NEW YORK, Sept 18 (Reuters) - Cotton closed up on Tuesday,
bucking the broad downward trend in commodities, as speculators
bought the fiber which had not rallied as much as other raw
materials in recent months ahead of U.S. economic stimulus
measures from the Federal Reserve.
Cotton futures in New York rebounded as prices of oil and
most other commodities fell sharply for a second day as
investors reevaluated potential market impact from an enlarged
bond-buying pledge from the U.S. Federal Reserve.
U.S. cotton's most-active futures contract, December,
settled up nearly 1 percent at 76.02 cents per lb, after moving
between 75.07 and 76.45 cents.
Trading was lighter than usual, with Thomson Reuters data
showing volume in New York futures down about 18 percent versus
the 30-day average.
December cotton fell 0.8 percent in Monday's session -- a
milder drop than the near 3 percent slump in crude oil.
In the previous two sessions, it gained 3.5 percent in
total, reacting to positive U.S. export sales data and the Fed's
announcement of the enlarged stimulus, which had boosted all
commodities.
Though Tuesday's rebound was largely unexpected, some cotton
traders said it was not entirely surprising, given the market's
restrained performance in recent months versus other key
commodities.
Oil's benchmark Brent crude in London gained nearly
17 percent for July and August combined, versus the about 8
percent in U.S. cotton.
"Cotton's not really paying much attention now to what's
happening in the outside markets," said Sharon Johnson, a cotton
specialist at Knight Futures in Atlanta, Georgia.
"I think we will bounce back and forth in this current price
range until some clearer news emerges."
Fundamentally, the outlook for cotton has not changed much,
with long-term concerns about waning demand and a record surplus
in supply keeping prices under 80 cents per lb since May.

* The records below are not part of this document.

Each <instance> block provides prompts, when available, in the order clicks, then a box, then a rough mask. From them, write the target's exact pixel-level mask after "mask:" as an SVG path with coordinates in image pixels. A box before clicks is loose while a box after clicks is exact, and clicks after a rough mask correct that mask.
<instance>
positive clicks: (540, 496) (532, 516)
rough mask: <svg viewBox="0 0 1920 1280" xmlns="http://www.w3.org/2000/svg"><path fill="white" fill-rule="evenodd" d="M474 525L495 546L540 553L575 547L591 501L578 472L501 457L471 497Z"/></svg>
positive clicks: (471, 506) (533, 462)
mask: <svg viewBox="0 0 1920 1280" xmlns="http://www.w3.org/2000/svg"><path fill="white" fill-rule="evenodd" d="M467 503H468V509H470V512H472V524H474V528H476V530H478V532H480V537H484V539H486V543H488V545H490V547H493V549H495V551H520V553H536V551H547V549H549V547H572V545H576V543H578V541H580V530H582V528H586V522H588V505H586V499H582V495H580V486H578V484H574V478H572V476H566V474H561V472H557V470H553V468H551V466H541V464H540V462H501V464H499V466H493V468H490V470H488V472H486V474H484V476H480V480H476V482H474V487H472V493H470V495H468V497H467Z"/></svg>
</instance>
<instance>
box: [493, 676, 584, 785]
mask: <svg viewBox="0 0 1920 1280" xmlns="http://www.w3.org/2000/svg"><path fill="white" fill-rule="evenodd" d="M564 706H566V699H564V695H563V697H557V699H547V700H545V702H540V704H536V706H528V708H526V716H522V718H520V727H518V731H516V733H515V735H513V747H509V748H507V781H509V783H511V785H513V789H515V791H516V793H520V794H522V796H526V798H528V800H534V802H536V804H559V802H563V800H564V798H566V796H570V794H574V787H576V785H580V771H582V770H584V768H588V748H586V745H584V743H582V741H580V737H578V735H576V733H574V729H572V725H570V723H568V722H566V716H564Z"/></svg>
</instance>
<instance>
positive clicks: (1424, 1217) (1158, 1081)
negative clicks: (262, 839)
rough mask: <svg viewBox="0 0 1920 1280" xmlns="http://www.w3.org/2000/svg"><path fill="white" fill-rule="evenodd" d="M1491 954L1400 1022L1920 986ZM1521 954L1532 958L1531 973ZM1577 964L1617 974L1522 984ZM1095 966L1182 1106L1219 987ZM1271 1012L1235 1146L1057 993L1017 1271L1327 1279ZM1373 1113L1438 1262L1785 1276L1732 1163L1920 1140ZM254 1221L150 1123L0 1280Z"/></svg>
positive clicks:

Last week, the U.S. Department of Agriculture increased its
estimate for the global cotton surplus to an all-time high of
76.5 million 480-pound bales due in part to a drop in
consumption and imports by China.
The new forecast boosted by nearly 2 million bales last
month's estimate -- already the highest since USDA records began
in 1960. A large carryover from last season was also a factor.